- Zhu Yiyang: Department of Obstetrics and Gynecology, Taizhou Hospital, Wenzhou Medical College, Lin Hai City, Zhejiang Province, China. yiangz@sohu.com
OBJECTIVE: To compare the frequency and severity of celiac adhesions following cesarean sections performed with and without closure of the parietal and visceral peritoneum.
METHODS: A retrospective cohort study involved 612 women who underwent their second lower-segment transverse cesarean section.

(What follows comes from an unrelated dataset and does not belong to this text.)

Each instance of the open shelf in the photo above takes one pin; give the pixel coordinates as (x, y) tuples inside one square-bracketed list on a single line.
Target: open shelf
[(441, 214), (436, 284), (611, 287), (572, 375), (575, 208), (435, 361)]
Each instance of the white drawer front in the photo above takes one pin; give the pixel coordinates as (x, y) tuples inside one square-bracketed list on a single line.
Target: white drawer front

RESULTS: Nonclosure of the parietal peritoneum at the time of the first cesarean section was associated with significantly more visceral adhesions than closure (16.2% vs. 8.1%; P=0.003), and closure of the visceral peritoneum had a similar effect (16.1% vs. 6.7%; P=0.02). However, the difference in rates of severe adhesions was not statistically significant (12.9% vs. 17.6%; P=0.12). After controlling for confounding variables, it was found that closure of the parietal peritoneum reduced the rate of visceral adhesions 2.7-fold. Trial of labor before and fever after surgery increased the risk of severe adhesions 6.1-fold and 5.6-fold, respectively.
CONCLUSION: Nonclosure of the peritoneum at primary cesarean section is associated with a significantly increased risk of visceral adhesions.